Althea works on board a slaughtership, disguised as a young boy, in order to prove her seaworthiness. Brashen Trell, former first mate on the Vivacia and a disowned son of another prominent Bingtown family, is also serving on the ship. He keeps her identity secret and they have a brief relationship. Althea is rejected when the captain of the slaughtership discovers her true name. Althea and Brashen separate after a romantic dispute. Brashen takes a position on a pirate's trader ship. Althea joins the crew of the liveship Ophelia (owned by the Tenira family), and heads back to Bingtown to negotiate with her family.
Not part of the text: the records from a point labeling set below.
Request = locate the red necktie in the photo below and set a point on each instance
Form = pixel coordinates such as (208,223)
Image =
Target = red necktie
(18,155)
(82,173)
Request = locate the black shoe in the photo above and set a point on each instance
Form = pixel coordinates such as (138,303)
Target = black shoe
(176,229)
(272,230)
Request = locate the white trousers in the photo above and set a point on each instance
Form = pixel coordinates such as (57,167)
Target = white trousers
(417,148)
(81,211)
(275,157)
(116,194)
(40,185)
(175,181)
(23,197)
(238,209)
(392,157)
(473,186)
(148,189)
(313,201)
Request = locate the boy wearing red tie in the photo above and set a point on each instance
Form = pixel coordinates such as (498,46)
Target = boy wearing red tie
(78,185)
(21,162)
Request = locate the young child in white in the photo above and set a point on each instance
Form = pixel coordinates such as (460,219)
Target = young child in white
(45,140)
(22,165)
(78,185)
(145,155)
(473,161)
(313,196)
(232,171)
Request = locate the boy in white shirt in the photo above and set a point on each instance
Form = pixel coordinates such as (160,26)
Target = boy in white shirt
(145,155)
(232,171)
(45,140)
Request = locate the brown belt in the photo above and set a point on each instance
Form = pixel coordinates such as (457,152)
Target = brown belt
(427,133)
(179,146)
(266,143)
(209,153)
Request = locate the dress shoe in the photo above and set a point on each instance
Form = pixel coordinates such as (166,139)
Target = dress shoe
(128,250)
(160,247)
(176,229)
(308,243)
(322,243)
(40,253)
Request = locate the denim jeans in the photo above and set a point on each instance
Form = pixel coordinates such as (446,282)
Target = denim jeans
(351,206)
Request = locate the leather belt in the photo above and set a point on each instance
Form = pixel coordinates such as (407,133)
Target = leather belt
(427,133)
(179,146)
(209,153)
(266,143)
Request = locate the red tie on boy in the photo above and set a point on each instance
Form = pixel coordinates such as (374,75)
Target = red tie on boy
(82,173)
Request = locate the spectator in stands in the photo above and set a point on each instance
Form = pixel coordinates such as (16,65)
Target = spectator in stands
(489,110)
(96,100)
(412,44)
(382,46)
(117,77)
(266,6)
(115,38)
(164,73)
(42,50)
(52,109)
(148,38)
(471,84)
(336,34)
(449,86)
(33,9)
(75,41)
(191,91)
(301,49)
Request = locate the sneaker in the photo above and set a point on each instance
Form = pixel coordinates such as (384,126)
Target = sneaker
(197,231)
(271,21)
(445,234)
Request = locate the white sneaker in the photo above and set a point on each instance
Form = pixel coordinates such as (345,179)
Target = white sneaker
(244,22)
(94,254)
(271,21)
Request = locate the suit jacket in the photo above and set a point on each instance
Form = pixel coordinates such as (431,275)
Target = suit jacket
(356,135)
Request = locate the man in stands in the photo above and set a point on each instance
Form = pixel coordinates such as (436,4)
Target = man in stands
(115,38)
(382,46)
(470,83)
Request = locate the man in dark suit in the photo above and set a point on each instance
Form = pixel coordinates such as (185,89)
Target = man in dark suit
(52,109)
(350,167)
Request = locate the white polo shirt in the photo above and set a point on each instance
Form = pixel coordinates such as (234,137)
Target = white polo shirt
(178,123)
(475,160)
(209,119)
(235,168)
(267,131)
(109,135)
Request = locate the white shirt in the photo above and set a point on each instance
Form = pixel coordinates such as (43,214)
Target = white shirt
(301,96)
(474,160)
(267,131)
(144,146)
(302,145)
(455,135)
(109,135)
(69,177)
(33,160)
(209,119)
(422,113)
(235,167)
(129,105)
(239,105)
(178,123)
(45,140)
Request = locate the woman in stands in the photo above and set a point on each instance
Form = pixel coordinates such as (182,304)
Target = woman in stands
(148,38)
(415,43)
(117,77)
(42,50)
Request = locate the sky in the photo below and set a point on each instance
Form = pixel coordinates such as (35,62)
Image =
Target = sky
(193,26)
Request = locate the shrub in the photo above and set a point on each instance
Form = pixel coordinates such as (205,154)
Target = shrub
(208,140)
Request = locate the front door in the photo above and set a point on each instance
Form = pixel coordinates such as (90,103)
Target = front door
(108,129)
Wintrow attempts to escape Kyle and abandons Vivacia, but he is captured by slavers and is tattooed as a slave. Kyle buys Wintrow and declares him the property of Vivacia. Separation from Wintrow, the violence and suffering of the slaves, and Wintrow's negative emotions cause Vivacia to become unstable. Slaves on the ship revolt, killing the entire crew except for Kyle and Wintrow, forcing Vivacia to feel the suffering of all. Shortly after, Kennit and his crew set their sights on Vivacia and board her. Wintrow bargains with Kennit, offering to treat Kennit's infected leg and help sail Vivacia in exchange for keeping Kyle alive. Vivacia, intrigued by Kennit, agrees to become his pirate ship.

==Reception==
Ship of Magic has generally received positive reviews. Reviewers praised the novel’s complex characters and plotlines. Wayne MacLaurin for SF Site said the book "weaves an intricate web of sword play, intrigue, family conflict and personal struggle all the while dropping delicious hints of darker secrets and unknown magic."

Kirkus Reviews gave a more tentative review, saying the book had "plenty of promising ideas and material, but heavily padded and with utterly inconclusive plotlines".

Criticism of the novel mostly revolves around the story length, with some feeling the book is "perhaps a hundred pages too long."